I started my climb from an extremely full parking lot at the Geumma Tourist Spot–full, as in people were parking down the middle of the lanes of the lot. I managed to find a spot off to the side, and left on foot at 2:30. After having reached the summit, I moved on to one of the “less populated” summits and set up my operating position at 3:30.
As I mentioned before, this was an HF-only activation and I started on 20 meters where the signals were quite strong, though many unintelligible Russians with no clear callsigns. They’ll be more intelligible next weekend for their DX contest, though 😉 However, one very readable station was T3ZAQ in Kiribati, he was working through the stations quite professionally and efficiently, and I got a good report from him though he had a tough time with the callsign at first. I overheard that the tsunami luckily didn’t give them much grief, rising only 25cm or so out there.

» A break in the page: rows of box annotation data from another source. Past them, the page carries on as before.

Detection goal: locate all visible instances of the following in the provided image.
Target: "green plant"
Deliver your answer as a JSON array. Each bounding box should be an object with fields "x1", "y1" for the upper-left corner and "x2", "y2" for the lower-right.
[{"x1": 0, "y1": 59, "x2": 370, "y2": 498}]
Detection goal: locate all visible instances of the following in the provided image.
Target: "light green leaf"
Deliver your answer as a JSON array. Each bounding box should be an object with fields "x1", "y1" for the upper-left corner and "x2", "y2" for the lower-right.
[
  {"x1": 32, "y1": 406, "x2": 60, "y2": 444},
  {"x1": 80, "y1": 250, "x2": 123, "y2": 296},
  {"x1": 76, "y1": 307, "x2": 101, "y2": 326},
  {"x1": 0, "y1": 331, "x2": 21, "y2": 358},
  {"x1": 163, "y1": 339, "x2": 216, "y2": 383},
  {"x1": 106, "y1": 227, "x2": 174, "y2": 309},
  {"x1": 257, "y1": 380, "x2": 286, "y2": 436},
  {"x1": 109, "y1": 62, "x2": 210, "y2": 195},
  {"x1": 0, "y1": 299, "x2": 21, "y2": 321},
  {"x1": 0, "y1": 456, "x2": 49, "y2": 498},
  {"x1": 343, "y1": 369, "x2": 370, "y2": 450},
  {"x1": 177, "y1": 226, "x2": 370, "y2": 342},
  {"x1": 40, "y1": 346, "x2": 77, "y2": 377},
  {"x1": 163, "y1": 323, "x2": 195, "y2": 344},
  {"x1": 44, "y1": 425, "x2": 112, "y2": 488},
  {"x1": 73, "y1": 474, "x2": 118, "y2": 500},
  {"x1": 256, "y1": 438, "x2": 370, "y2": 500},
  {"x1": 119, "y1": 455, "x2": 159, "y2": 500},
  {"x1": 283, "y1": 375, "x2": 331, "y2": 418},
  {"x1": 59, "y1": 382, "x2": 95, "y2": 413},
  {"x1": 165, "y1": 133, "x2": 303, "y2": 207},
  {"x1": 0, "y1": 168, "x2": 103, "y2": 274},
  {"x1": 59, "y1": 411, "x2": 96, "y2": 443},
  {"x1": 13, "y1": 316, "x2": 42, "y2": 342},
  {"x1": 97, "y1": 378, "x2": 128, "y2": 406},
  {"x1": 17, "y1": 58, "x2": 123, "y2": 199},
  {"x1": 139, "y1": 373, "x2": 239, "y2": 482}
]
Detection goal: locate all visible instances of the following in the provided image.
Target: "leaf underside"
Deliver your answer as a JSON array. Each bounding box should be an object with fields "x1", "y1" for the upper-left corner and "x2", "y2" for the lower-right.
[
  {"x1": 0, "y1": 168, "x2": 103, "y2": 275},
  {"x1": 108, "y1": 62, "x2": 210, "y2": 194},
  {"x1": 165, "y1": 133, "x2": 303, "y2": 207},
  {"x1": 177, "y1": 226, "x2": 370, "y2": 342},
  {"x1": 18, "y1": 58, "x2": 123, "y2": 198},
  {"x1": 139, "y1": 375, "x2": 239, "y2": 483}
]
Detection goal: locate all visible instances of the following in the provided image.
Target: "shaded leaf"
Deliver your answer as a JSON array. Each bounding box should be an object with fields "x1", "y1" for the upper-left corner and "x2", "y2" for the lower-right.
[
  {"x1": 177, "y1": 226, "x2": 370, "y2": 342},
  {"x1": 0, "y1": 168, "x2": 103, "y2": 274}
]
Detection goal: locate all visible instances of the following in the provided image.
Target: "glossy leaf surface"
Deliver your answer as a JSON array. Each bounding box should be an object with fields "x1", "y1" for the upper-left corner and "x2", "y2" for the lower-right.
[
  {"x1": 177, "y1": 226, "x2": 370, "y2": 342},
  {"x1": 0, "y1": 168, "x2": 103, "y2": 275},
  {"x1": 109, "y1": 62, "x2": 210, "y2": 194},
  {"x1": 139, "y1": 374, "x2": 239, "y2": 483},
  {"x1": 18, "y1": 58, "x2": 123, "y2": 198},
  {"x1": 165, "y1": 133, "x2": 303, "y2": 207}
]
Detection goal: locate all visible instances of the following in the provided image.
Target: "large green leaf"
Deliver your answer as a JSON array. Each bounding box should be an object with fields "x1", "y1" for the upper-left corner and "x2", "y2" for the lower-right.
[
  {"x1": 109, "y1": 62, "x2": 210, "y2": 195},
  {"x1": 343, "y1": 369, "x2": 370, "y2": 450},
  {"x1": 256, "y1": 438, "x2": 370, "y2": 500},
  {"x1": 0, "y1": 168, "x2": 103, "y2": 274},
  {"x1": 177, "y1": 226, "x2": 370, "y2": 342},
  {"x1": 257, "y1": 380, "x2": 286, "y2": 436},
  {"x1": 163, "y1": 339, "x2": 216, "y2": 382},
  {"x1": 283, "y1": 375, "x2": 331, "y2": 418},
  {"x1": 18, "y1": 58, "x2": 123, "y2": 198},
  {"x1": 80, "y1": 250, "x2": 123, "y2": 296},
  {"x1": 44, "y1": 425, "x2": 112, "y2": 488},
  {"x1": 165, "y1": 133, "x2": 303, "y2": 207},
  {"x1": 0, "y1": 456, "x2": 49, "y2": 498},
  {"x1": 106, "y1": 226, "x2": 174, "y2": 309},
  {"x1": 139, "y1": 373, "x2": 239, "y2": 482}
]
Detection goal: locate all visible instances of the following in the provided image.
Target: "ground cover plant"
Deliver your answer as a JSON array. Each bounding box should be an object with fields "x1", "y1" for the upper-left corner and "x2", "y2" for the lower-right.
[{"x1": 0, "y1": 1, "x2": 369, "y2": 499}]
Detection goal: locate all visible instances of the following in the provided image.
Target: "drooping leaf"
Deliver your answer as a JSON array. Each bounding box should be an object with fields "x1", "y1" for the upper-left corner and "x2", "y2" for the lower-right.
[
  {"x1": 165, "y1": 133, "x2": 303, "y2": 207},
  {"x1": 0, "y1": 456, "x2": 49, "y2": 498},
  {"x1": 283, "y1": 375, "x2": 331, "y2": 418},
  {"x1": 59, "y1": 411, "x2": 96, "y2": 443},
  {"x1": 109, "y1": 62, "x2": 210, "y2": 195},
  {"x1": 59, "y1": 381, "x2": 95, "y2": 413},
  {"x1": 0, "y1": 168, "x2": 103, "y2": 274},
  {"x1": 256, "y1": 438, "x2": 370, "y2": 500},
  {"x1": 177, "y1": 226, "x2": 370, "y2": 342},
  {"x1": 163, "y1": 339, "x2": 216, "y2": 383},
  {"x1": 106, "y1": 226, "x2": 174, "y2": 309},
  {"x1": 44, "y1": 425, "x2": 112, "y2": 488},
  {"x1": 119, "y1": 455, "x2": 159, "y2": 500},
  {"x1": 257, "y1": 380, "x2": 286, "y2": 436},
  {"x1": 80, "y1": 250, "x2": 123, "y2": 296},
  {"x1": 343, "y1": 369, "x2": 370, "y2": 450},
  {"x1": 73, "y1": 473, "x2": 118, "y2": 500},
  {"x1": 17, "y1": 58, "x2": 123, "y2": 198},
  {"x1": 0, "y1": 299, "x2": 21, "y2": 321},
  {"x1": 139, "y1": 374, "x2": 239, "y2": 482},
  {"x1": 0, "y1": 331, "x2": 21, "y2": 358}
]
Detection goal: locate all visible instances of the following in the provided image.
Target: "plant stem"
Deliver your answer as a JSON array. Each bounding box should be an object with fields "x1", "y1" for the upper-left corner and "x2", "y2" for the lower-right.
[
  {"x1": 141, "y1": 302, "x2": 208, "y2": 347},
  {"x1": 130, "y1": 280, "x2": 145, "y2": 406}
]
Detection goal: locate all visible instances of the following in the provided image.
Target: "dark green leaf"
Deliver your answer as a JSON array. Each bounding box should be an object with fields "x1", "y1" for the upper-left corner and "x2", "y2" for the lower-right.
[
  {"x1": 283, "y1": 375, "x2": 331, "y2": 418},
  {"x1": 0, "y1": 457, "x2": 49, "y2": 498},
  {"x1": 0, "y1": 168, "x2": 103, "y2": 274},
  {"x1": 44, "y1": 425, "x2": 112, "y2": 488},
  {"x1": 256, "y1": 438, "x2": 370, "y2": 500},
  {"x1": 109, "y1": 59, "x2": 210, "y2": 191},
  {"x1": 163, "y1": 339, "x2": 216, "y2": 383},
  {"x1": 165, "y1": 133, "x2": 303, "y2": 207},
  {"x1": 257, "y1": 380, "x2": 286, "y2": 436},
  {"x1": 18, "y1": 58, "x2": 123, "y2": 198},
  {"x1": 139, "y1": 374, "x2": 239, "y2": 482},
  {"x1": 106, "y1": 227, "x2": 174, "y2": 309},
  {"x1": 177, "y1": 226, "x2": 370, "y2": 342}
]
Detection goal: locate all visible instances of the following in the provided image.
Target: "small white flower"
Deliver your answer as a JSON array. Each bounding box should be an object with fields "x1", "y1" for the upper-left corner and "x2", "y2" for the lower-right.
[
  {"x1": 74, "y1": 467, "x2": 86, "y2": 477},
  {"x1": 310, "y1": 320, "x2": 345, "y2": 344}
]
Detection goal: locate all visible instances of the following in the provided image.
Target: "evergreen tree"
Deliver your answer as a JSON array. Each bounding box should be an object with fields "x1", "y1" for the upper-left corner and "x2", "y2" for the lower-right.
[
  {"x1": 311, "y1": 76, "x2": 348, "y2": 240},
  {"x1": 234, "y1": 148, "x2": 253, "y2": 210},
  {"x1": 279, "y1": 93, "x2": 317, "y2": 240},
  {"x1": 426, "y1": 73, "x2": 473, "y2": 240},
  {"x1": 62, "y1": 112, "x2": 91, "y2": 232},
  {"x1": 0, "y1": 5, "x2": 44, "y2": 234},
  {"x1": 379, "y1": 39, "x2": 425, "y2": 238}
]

Almost immediately on an adjacent channel I heard another very clear station, heard VK4 somewhere in the call exchange, listened to jump in sometime but then they finished up and QSY’ed in their own directions, one the dinner table and the other somewhere unknown. Maybe about ten minutes later, I found that same voice farther up on the dial, wasn’t a VK call but a ZL call–I hung around then broke in, and was lucky enough to get this nice contact with such good band conditions after hanging around a bit more. Well, John ZL2JBR is based outside of Wellington, and it seems like the band was opening up early for him (he had had a contact to the UK beforehand).
I scanned 20m a little bit more, called CQ some, but didn’t turn up anything. Moving up to 17m, I heard our T3 station again, and looking around I caught SM1ALH as he was starting out on the air over on a Swedish island in the Baltic Sea (IOTA EU-020). He had a clear signal but couldn’t hear me that well, though he has 800W going into a beam! In the end, we did manage.
The last QSO of the day was with 9M2TO in Penang, as nice a local to be in as any. There was some severe QSB on his signal but he could hear me ok. Penang is IOTA AS-015
After packing up I tried to see if anyone was on 2m, but there weren’t any takers there. I headed down to where the bike was, not requiring lighting except on the last 800m of trail which was more heavily forested. Good news: the bike was still there (not like it’s a problem around here), I rode back down to the statue park with it’s [now empty] parking lot, packed up and headed out. JB-192 is finally activated this thirteenth of March, 2011!